Generally I'd prefer to use composition over inheritance. If your code would allow for composition you could easily add and remove conversion layers between your class and V8Js class.

This is, instead of extending V8Js class, provide a V8Js instance to the constructor and let it ad-hoc register functions that shall be available to JS userscript code. For customized auto conversion you could then just add a converter instance between the two.


However given your codebase, I'd propose to change inheritance from V8Js to a customized kind of shim/proxy class you provide. This class can instantiate V8Js sandbox + export all the public functions from the derived classes + take care of customized on-the-fly conversions as needed.

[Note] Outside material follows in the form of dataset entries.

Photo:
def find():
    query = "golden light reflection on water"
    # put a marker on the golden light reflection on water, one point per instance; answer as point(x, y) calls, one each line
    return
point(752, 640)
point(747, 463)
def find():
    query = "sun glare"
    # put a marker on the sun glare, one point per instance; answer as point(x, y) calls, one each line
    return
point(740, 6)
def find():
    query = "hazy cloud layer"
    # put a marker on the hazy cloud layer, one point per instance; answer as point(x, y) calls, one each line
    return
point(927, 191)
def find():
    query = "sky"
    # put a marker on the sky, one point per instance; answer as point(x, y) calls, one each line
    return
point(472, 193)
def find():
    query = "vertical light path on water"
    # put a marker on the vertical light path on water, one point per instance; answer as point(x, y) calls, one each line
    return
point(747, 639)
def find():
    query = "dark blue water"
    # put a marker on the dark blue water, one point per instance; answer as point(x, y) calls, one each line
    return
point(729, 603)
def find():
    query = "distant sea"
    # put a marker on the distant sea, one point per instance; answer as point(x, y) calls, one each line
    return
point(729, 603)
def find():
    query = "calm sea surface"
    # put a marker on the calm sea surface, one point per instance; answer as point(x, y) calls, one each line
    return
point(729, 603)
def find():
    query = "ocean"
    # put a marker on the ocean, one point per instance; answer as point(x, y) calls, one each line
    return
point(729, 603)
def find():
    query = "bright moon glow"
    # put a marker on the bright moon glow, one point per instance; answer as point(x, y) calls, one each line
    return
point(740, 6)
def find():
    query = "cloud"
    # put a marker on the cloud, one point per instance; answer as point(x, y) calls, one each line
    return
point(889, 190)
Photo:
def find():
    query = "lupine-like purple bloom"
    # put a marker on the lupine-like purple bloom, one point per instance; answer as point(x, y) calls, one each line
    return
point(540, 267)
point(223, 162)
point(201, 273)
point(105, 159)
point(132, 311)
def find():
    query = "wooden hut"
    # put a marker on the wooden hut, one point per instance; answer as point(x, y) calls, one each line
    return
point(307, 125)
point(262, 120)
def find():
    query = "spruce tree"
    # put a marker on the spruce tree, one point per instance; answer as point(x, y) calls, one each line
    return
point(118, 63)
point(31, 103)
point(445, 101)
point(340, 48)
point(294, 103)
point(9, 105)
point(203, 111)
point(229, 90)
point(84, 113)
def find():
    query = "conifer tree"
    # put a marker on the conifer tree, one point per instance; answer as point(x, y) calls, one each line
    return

That way you only have to change inheritance once, everything else can remain the same.

This is what I think of:

class V8JsShim {
        private $v8;

        public function __construct() {
                $this->v8 = new V8Js();

                $ref = new ReflectionClass( $this );
                foreach( $ref->getMethods( ReflectionMethod::IS_PUBLIC ) as $method ) {
                        if ($method->name === '__construct') {
                                continue;
                        }

                        $this->v8->{$method->name} = function( ...$args ) use ($method) {
                                // you could go fully fancy here and even inspect the typehint of
                                // the called method (and convert only if it has 'array' typehint)
                                if ( count($args) === 1 && $args[0] instanceof \V8Object ) {
                                        $args[0] = (array) $args[0];
                                }

                                return $this->{$method->name}( ...$args );
                        };
                }
        }

        // forward executeString etc.
        public function __call(string $method, $args) {
                return $this->v8->$method( ...$args );
        }
}

class Blarg extends V8JsShim {
        public function moep( array $data ) { // array typehint here
                var_dump($data);
        }
}

$blarg = new Blarg();
$blarg->executeString('
                print("hello there :)\\n");
                PHP.moep( { blarg: 42 } ); // without auto conversion it would fail due to the typehint
        ');

V8JsShim::__construct first creates a V8Js instance (like you used to do via inheritance). Then it uses ReflectionClass to fetch a list of public methods of it's $this instance. For each method it creates a closure that invokes it's wrapped method, possibly casting a single \V8Object instance to array before invocation. The closure is exported to V8Js userscript code.

commented

I'd accept that as workable.

I actually experimented a bit by seeing if I could return a PHP Callable instance from V8Js in place of a V8Function (so at least it can be bound via the whole Closure::bind() ) but then realised I was a little out of my depth and that it might not work anyway :)

I still think having some kind of control (within the extension itself) over the conversion (rather than just FORCE_ARRAY or not for the entire execution) would be a good option to have at one's disposal, but will close this one out for now :)

Thanks for the suggestions, as always!

IMHO everything that can be done in PHP itself should be done in PHP and not be pushed into an extension. The latter is way more inflexible, and intransparent to people not knowing the C++ side.

That said I don't even think that FORCE_ARRAY is a great feature to have. After all it's pretty straight forward to do the same completely in PHP code. But no worries, I'm not going to remove it 🙂
Compare it to e.g. simplexml_load_file, which also returns an object ... and also there many people immediately cast the result to array.

commented

Compare it to e.g. simplexml_load_file, which also returns an object ... and also there many people immediately cast the result to array.

Quite true, as does json_decode() - yet most cases I see of that function pop a true in as it’s second argument to get an array back :) I guess it’s all based on preference and habits.

For me, the only time I want to use objects in PHP is if there are methods, getters, setters, etc. if it’s just representing structures of non-contextual data, an array is always my preference.